Pemilihan presiden Mali akan segera berakhir
BAMAKO (AFP) – Pemilihan presiden Mali akan dilanjutkan ke putaran kedua pada 11 Agustus, kata pemerintah pada hari Jumat, setelah tidak ada kandidat yang memenangkan mayoritas dalam pemilihan penting tersebut.
Hasil pemungutan suara hari Minggu yang diumumkan melalui siaran langsung televisi menunjukkan mantan perdana menteri Ibrahim Boubacar Keita memimpin dengan 39,2 persen suara, mengungguli saingan utamanya Soumaila Cisse dengan 19,4 persen.
Pemilu ini dipandang sebagai kunci pemulihan Mali setelah kudeta yang menggulingkan Amadou Toumani Toure pada Maret tahun lalu, yang menjerumuskan salah satu negara demokrasi paling stabil di kawasan itu ke dalam krisis politik dan memicu pemberontakan kelompok Islam.
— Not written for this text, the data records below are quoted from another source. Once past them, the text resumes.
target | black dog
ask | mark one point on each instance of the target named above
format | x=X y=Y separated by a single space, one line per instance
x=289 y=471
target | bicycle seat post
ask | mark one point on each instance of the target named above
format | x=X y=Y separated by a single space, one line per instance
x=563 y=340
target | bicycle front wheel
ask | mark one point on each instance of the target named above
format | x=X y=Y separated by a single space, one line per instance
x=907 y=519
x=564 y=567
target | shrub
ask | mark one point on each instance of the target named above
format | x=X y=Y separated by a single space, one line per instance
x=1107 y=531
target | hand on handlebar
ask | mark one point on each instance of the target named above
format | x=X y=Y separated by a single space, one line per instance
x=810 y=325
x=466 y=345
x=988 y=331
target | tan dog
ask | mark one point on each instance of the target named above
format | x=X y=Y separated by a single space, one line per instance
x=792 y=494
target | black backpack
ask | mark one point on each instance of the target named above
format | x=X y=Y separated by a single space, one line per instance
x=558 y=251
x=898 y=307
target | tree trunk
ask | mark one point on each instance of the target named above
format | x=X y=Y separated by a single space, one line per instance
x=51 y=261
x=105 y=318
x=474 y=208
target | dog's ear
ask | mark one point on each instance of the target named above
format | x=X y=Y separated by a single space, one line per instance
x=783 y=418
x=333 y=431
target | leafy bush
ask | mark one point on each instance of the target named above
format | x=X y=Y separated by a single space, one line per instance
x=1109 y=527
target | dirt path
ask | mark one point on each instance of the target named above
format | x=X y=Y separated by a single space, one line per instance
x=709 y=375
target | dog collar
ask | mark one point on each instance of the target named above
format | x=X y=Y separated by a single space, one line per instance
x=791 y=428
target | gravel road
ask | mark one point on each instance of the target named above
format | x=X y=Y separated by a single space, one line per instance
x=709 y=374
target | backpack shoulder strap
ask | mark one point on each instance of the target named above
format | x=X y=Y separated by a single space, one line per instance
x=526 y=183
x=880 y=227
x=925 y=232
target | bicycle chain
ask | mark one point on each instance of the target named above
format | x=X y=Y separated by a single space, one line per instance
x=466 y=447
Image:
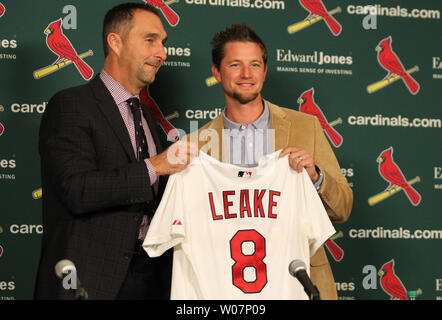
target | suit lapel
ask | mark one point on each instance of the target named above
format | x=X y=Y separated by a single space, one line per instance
x=211 y=139
x=110 y=111
x=151 y=122
x=280 y=125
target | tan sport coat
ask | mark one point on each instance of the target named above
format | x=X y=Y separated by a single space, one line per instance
x=296 y=129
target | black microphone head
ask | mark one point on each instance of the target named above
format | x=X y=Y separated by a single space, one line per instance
x=63 y=266
x=295 y=266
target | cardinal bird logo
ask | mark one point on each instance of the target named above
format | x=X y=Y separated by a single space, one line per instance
x=390 y=171
x=167 y=12
x=2 y=9
x=62 y=47
x=389 y=60
x=391 y=283
x=171 y=132
x=317 y=9
x=308 y=105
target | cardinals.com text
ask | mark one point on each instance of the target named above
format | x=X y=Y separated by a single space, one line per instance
x=400 y=233
x=398 y=121
x=257 y=4
x=396 y=11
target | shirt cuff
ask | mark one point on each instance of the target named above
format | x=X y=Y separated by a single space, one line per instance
x=152 y=174
x=318 y=183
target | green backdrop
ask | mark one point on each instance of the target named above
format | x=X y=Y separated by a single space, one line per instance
x=343 y=69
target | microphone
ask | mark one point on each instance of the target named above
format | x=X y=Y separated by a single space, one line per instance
x=298 y=270
x=65 y=267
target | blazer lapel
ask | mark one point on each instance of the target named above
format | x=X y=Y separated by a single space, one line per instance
x=151 y=122
x=280 y=125
x=110 y=111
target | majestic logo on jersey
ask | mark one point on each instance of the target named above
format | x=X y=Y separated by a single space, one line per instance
x=167 y=12
x=317 y=12
x=389 y=60
x=2 y=10
x=60 y=45
x=335 y=250
x=391 y=173
x=308 y=105
x=171 y=132
x=243 y=174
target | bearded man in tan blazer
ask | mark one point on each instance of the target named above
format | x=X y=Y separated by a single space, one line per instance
x=240 y=65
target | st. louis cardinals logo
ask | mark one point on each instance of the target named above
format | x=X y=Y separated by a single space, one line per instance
x=391 y=173
x=170 y=15
x=171 y=132
x=335 y=250
x=317 y=12
x=60 y=45
x=391 y=283
x=308 y=105
x=2 y=9
x=390 y=61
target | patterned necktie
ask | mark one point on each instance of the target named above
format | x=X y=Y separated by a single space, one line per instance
x=142 y=153
x=140 y=138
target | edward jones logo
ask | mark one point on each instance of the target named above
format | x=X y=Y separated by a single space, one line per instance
x=392 y=174
x=60 y=45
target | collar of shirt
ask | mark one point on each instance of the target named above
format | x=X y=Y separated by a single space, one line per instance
x=263 y=122
x=116 y=89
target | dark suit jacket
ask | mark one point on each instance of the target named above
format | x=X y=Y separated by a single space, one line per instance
x=93 y=191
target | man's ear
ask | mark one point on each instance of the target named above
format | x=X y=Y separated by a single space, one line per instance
x=216 y=73
x=114 y=42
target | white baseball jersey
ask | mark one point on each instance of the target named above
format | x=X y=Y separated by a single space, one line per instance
x=235 y=230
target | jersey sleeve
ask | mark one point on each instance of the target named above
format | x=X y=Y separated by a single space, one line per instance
x=316 y=221
x=167 y=229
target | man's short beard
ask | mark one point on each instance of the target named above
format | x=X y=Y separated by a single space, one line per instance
x=244 y=99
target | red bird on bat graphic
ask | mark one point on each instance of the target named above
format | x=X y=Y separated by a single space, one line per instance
x=390 y=171
x=168 y=13
x=169 y=130
x=390 y=282
x=390 y=62
x=61 y=46
x=2 y=10
x=308 y=105
x=317 y=8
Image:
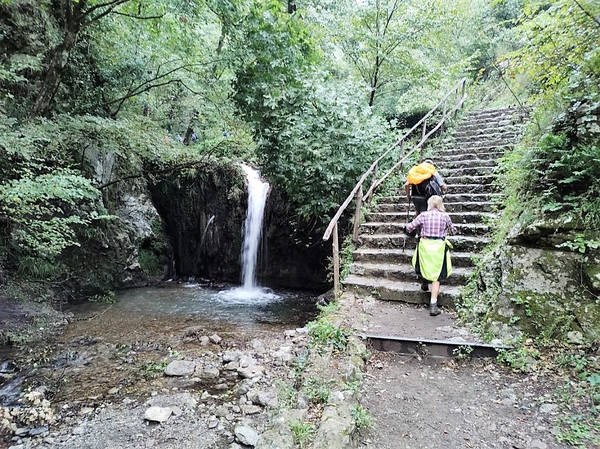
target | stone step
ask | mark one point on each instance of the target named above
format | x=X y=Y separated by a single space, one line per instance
x=455 y=147
x=399 y=216
x=504 y=118
x=463 y=243
x=449 y=198
x=401 y=291
x=475 y=208
x=491 y=137
x=449 y=164
x=470 y=179
x=404 y=256
x=501 y=127
x=405 y=272
x=466 y=171
x=483 y=153
x=471 y=189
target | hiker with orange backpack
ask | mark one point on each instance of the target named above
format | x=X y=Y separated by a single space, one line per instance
x=422 y=182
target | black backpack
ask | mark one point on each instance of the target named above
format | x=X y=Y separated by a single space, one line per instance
x=428 y=188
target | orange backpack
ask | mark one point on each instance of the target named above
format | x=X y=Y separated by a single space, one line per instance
x=420 y=173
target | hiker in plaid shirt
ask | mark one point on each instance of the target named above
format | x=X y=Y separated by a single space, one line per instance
x=431 y=259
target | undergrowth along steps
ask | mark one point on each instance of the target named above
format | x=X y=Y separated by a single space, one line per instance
x=381 y=265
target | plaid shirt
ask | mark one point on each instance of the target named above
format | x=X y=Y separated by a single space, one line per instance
x=434 y=223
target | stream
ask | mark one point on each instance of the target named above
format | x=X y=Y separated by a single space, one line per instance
x=111 y=350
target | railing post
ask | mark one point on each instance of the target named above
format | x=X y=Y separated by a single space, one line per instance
x=336 y=263
x=359 y=196
x=373 y=180
x=444 y=110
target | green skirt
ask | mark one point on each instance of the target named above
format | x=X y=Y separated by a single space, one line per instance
x=432 y=260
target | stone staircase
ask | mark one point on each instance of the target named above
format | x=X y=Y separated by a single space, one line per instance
x=382 y=263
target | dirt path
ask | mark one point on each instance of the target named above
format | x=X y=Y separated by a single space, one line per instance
x=437 y=404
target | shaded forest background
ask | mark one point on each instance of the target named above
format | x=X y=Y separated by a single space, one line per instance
x=310 y=92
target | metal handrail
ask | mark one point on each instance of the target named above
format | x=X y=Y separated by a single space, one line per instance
x=357 y=191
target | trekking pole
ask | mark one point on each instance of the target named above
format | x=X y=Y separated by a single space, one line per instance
x=407 y=217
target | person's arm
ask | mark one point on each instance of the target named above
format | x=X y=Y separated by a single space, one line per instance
x=438 y=178
x=450 y=226
x=418 y=221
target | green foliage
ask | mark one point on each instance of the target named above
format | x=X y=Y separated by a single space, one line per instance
x=556 y=178
x=304 y=433
x=325 y=336
x=315 y=135
x=362 y=419
x=581 y=243
x=521 y=358
x=45 y=211
x=317 y=390
x=463 y=352
x=560 y=52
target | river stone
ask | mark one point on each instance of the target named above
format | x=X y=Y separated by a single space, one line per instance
x=548 y=408
x=262 y=397
x=180 y=368
x=336 y=425
x=251 y=371
x=231 y=356
x=246 y=435
x=208 y=374
x=158 y=414
x=215 y=339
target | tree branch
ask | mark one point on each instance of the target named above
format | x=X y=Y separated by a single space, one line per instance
x=163 y=171
x=133 y=16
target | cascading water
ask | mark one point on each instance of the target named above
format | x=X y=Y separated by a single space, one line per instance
x=257 y=197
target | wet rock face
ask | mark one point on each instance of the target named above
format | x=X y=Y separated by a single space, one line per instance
x=204 y=216
x=538 y=292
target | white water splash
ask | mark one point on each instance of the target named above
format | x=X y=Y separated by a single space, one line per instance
x=252 y=231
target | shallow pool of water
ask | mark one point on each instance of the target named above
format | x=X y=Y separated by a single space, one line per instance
x=237 y=307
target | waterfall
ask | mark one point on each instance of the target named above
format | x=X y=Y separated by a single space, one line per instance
x=249 y=292
x=252 y=231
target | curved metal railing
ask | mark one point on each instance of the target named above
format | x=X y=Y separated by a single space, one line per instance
x=459 y=92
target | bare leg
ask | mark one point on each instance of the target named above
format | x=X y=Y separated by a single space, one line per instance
x=435 y=289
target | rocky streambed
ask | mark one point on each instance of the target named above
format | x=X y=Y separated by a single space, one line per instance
x=115 y=380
Ketika sekutu garis keras al-Qaeda menguasai gurun luas di utara negara itu dan mengancam akan memperluas kekuasaan mereka yang seringkali penuh kekerasan, Perancis yang merupakan negara kolonial melancarkan serangan militer pada bulan Januari untuk mengusir para pejuang Islam yang diusir.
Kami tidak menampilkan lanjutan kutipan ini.